Fermi tutti, il transumanesimo non funziona, anzi rappresenta un grave rischio: a dirlo, non sono questa volta uomini di fede, bensì uomini di scienza, per la precisione due ricercatori in neuroscienze, Daniel Tritsch e Jean Mariani, già associati all’Università «Pierre et Marie Curie» ed ora autori del volume, da poco uscito, Ça va pas la tête? Cerveau, immortalité et intelligence artificielle, l’imposture du transhumanisme.

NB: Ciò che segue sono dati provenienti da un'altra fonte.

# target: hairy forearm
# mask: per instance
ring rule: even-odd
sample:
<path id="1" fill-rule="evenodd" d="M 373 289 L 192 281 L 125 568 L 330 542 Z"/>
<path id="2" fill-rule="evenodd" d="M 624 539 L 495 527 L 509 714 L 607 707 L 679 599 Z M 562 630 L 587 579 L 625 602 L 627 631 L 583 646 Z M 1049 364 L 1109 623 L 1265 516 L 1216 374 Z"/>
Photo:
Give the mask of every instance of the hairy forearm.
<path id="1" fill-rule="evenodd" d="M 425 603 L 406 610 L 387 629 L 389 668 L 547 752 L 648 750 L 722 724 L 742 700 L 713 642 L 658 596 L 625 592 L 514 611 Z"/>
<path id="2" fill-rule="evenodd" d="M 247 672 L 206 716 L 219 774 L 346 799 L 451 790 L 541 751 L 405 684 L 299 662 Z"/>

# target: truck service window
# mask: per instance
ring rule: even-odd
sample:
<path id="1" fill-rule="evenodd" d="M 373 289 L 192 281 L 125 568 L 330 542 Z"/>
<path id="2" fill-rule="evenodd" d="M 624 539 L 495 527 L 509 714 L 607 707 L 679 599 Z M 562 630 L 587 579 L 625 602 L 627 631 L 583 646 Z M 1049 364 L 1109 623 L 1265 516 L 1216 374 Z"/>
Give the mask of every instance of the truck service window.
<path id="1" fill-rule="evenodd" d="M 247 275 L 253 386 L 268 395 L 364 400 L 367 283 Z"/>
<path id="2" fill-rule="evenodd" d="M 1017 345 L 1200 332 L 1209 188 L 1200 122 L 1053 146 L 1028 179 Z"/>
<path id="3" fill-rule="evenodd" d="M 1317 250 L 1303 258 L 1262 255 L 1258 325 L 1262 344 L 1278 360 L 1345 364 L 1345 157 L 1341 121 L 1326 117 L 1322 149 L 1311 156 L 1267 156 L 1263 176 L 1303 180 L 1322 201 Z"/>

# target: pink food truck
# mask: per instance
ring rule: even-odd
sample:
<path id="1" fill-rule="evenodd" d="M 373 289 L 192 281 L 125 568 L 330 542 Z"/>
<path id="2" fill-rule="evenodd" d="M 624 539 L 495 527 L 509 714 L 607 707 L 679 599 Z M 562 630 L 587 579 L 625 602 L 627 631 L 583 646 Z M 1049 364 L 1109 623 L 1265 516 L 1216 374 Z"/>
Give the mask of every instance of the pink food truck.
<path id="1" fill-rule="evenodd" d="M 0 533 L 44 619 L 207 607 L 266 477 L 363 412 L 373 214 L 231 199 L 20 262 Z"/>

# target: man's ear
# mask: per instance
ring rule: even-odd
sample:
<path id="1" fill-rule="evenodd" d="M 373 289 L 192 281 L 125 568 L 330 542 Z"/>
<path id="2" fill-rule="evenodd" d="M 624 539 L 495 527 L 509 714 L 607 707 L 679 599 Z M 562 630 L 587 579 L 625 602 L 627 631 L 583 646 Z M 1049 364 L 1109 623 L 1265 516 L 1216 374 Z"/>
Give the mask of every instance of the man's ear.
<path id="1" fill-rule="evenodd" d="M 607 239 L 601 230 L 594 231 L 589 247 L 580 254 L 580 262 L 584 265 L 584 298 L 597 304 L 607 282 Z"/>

Secondo loro, il primo argomento da opporre ai «mercanti di sogni» è che le nostre conoscenze del cervello sono ancora talmente limitate da non poter pretendere di creare «un’intelligenza artificiale a nostra immagine». Si sta ancora cercando di capire – ammesso di riuscirvi – il funzionamento delle molecole in grado di comunicare informazioni «evanescenti come l’umore, la sofferenza, la felicità».

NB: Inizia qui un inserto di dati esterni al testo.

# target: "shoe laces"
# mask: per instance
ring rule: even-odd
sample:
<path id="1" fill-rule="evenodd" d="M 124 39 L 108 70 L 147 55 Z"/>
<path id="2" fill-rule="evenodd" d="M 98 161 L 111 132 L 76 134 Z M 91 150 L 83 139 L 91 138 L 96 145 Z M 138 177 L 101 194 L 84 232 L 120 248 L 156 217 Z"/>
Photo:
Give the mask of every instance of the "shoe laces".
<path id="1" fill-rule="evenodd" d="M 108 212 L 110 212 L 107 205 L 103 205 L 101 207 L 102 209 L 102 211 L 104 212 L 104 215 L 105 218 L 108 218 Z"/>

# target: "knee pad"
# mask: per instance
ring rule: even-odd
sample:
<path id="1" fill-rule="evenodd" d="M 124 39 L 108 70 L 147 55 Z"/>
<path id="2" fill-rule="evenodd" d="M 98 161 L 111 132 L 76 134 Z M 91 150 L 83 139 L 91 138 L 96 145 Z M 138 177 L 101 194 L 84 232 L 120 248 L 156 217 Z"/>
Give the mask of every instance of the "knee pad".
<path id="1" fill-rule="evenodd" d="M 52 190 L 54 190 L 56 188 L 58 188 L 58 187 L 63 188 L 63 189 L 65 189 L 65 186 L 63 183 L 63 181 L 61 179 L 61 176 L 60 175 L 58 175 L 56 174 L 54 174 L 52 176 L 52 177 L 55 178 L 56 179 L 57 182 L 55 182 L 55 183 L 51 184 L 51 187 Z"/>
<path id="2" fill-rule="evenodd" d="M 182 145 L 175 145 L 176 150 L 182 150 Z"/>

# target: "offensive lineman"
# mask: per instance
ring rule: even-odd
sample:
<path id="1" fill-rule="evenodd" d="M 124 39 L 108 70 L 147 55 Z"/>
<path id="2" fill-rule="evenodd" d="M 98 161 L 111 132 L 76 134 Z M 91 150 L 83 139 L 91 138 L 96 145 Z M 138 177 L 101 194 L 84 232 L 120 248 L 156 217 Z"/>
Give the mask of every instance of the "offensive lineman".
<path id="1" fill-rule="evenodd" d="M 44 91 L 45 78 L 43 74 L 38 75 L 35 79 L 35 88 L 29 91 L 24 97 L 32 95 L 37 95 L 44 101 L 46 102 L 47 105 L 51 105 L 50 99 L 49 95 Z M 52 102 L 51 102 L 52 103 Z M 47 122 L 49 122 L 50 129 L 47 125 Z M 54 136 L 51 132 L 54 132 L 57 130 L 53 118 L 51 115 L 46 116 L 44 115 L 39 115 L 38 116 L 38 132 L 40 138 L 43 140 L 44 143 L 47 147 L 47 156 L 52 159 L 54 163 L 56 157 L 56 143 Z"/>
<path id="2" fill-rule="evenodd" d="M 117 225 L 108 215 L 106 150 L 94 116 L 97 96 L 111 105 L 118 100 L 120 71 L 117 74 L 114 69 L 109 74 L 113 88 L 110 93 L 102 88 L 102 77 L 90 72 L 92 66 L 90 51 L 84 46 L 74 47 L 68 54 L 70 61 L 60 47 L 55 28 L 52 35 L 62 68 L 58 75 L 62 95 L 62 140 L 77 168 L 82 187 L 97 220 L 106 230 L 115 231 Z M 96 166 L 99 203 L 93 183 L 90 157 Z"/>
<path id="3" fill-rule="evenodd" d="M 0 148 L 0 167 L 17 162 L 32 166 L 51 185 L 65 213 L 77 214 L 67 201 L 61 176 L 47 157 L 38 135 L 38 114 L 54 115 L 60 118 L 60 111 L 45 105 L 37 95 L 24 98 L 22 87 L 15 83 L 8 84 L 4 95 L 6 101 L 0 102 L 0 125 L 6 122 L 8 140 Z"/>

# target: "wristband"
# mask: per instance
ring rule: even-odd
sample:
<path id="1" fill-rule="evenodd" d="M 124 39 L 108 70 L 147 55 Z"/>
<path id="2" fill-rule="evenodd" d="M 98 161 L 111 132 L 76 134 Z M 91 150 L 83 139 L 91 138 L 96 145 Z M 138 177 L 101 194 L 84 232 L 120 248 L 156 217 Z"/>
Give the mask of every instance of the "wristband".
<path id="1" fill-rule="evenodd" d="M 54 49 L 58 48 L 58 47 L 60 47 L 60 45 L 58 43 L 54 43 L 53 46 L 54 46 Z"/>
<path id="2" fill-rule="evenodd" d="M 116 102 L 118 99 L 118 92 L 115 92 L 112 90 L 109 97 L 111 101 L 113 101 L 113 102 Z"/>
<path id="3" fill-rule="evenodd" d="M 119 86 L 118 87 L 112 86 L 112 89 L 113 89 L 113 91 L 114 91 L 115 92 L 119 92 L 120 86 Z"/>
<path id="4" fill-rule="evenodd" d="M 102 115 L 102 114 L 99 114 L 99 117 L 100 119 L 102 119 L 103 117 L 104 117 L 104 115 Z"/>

Non solo: gli studi rivelano come «ogni neurone sia diverso dal proprio vicino», la plasticità cerebrale consente al cervello continui cambiamenti in funzione dell’ambiente circostante, tutti aspetti impossibili a riprodursi: «Di fronte alla straordinaria complessità  della mente e di fronte alla sua dinamica permanente, l’intelligenza artificiale è fuori gioco». Né è possibile anche solo frenare i processi di invecchiamento, che richiedono numerosi geni, proteine e schemi biologici, tali da richiedere l’esecuzione di molte azioni contemporaneamente. Non siamo neppure in grado di affrontare patologie come l’Alzheimer o il Parkinson, difficile immaginare che le promesse dei transumanisti, così come vengono formulate, possano diventare realtà, difficile anche ipotizzare che «l’intero cervello umano» possa essere salvato «in un chip di computer», dato che gli stessi computer, come qualsiasi tecnologia, invecchiano, si danneggiano e sono pure esposti a virus.

Ma, precisano Tritsch e Mariani, quand’anche tutto questo fosse possibile – e non lo è –, resterebbe una pratica «del tutto ingiustificabile» dal punto di vista della «morale individuale e collettiva», introducendo una sorta di «umanità a due velocità, quella degli individui aumentati e quella degli altri», diseguaglianza da Nuovo ordine mondiale.

Insomma, le tecnoscienze promettono di superare i limiti umani e di eliminare disabilità, malattia, vecchiaia e morte, ma tutto questo è solo un’enorme impostura, frutto dei fantasmi, della cupidigia e dell’irrazionalità di alcuni ricercatori. Per nascondere che cosa?